You have two options as your first step, you will need a GP referral to see a Fertility Specialist. However, you can talk to a Genea Fertility Advisor with no referral who can assist with making an appointment to see a GP that specialises in Fertility.
The Fertility Specialist will discuss with you your unique fertility situation and review any previous fertility tests and/or treatments you’ve had in the past. They will also take you through how the IVF process works and create a personalised treatment plan. The typical IVF treatment cycle can take around four weeks, depending on your unique situation.
When it comes to success rates, it differs for each individual and their specific fertility situation. The Australian government has put together a useful tool to evaluate your potential success if you do decide to go down the IVF route. Each clinic also has its own success rates – so make sure you research your clinic and compare how they stack up!
Getting started
Once you begin your IVF journey – it will most likely start with some blood tests to check that your body is ready to start treatment. If they all come back normal, then it is time to start with your daily fertility medication. You will most likely be using a form of Follicle Stimulating Hormone (FSH). FSH is administered through a diabetic-style pen and it essentially puts your ovaries into overdrive mode – so they can produce more eggs than in a normal cycle.

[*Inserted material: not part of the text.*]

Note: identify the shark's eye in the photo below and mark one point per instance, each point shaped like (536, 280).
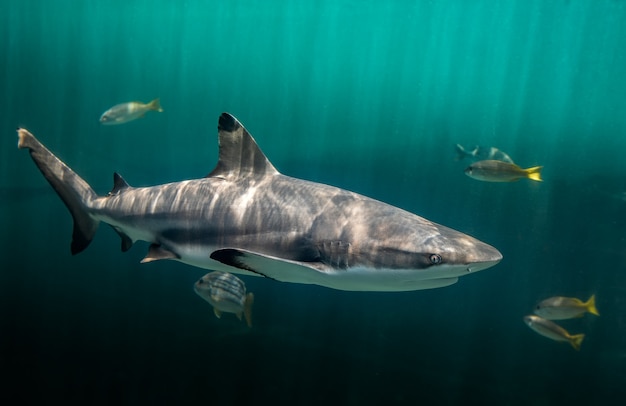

As you continue to take fertility medication, you’ll keep having blood tests to measure your hormone levels, as well as an ultrasound to check in on how the follicles are growing.
Egg collection
Once your follicles have reached the best size, you’ll be scheduled for egg collection. Timing is a big deal when it comes to IVF – so your eggs will be collected just before ovulation would have occurred.
Your eggs are found using ultrasound and then collected through a small needle and the procedure only takes between 10-20 minutes. During the procedure, you’ll most likely just be put under light sedation and local anaesthetic – but if you’d prefer, you can request a general anaesthetic.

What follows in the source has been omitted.